An introduction to PRNGs and why they're bad for security.
You may have heard that Pseudo Random Number Generators (PRNGs) are an unsafe source of randomness for security related purposes, and if you're like me you may have struggled to understand how this could lead to a practical attack against applications that use PRNGs. This tutorial will explain why PRNGs are bad and demonstrate a practical attack against them.
What is a PRNG?
The first thing to understand about Pseudo Random Number Generators is that they're completely deterministic, this means that given the same starting conditions they will always produce the same string of "random" numbers. However they do appear random to the human eye, they're superficially unpredictable and they give an even distribution of numbers across a significantly large output.
PRNGs are seeded which means the random function is initialised with some initial value (the seed) and this decides what the random sequence will be, if you seed a PRNG with the same value you get the same series of random numbers, this series eventually repeats itself, the number of outputs before repetition occurs is called the period. The seed can sometimes be specified and in some languages the default seed will take information from the system such as the time or the system process ID.
PRNGs are typically used in applications where behaviour only needs to superficially appear random and it's not important that attackers are able to predict future values, typically they're built for speed and so can be used in real time simulation such as video games that need some degree of apparent randomness. This is very important because any function that is built around performing quickly can also be brute forced quickly.
It's worth noting at this stage that the seed values and the internal state of the PRNG can be different sizes, typically measured in bits. Because the initial state of the PRNG is decided by the seed the number of states that can be generated is limited by the total number of unique seeds. A PRNG with a large internal state of thousands of bits but with only a 32bit seed will only realise a small fraction of the total number of possible internal states.
It gets even worse when you consider that an initial seed may not come from a source that contains 32bits worth of unique information, something like a time stamp or a process ID is typically even smaller, thus reducing the number of possible states of the PRNG can produce to be much smaller than internally it's capable of generating.
How are random numbers used.
Typically random numbers are manipulated through some process to make the range of possible values fit the desired output, for example if you want a percentage output you'd normalize the random output into a range between 0 and 100, this is commonly done by restricting the range of the output of the PRNG to a variable of type float, between 0 and 1, then multiplying the float by whatever value you need to achieve the desired range, in the case of a percentage this would be x100, in the case of needing a random letter you'd multiply this by x25, this gives you 26 values between 0 and 25, you can then map each number to a letter to get plain text output derived from the numbers. Characters is often how the numbers are actually presented to the user in the form of some kind of security token, you'll find these being used for password reset tokens and CSRF tokens.

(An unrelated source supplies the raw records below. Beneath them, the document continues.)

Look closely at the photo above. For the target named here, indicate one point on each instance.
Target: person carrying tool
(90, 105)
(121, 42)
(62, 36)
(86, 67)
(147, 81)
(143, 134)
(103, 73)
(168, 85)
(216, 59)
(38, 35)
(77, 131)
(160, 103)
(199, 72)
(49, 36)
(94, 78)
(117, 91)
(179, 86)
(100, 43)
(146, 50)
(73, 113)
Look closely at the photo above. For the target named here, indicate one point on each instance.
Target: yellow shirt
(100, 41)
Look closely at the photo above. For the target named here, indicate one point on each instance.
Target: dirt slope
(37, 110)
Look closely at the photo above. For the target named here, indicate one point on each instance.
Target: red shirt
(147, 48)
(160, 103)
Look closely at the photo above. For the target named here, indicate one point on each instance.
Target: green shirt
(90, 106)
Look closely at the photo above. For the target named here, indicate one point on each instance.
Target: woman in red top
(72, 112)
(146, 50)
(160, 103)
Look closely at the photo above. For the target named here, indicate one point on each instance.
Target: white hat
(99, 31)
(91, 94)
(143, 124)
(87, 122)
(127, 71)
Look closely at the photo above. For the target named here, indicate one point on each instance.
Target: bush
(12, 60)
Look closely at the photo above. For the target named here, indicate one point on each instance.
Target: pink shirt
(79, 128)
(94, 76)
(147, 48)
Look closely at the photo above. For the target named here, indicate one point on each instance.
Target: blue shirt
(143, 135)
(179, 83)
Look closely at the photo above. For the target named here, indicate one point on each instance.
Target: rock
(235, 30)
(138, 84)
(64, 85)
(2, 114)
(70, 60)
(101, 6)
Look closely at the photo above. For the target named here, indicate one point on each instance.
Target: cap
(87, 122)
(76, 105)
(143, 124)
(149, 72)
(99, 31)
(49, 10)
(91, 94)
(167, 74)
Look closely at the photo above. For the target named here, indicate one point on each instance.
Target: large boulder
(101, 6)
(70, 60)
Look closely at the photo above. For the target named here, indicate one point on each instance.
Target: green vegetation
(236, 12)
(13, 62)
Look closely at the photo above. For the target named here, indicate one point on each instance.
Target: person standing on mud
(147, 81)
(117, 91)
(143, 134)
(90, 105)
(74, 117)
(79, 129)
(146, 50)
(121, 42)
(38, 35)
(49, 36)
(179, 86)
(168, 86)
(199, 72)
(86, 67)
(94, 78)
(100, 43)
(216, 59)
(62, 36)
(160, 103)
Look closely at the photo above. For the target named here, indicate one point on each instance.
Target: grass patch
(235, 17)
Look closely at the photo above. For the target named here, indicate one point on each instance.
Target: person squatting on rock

The basic theory behind attacks fall into two categories.
Firstly is that if you know the PRNG being used and you can determine the seed value then you're able to generate the entire string of random numbers, you can then compare some sample of random output from the application and determine where in the current series the application is and use that to generate the future random values. For practical attacks against PHP applications using these methods I'd highly recommend this talk from Blackhat 2012 by George Argyros and Aggelos Kiayias from the University of Athens.
In the cases where the seed is unknown you can use brute force attacks, you sample some output of the application you wish to attack, you run them backwards through the same maths that processed the random value into something useful, and you determine what the seed is. From there you follow the same process of generating all values for that seed and working out the current applications place in the series, again allowing you to predict future outputs. For practical attacks against many different types of PRNGs using this method I'd also recommend this talk from Blackhat 2013 Derek Soeder, Christopher Abad and Gabriel Acevedo of Cylance.com. You can also find their white paper here.
In the talk at Blackhat 2013 that I previously mentioned, a proof of concept tool was released called Prangster, you can download it here, it's open source and written in C#. They include instructions for compiling it on the website, it requires windows and Microsoft .NET 2.0, or can be built with Mono for Linux/Mac.
The attack methodology is quite straight forward.
1) Find an application that creates some kind random output, this could be something like a security token used to reset passwords or account credentials.
2) Collect samples, you need to distinguish between static parts of the output and the parts which are pseudo random, for example if you're analysing randomly generated passwords and each password contains some static component then ignore that. Try and determine a unique list of all characters used in the output, is it lower case alpha only, is it alpha-numeric, etc. This is needed later to build an alphabet.
3) Determine the type of PRNG being used, often this can be done by determining the platform which the application runs on, if it's ASP.NET for example then there's a good chance the Microsoft random() class is being used. You also need to guess how the PRNG maps the output in numbers to the characters you see in your output, if the application is open source or the source code is available you can determine this directly, otherwise it's best guess.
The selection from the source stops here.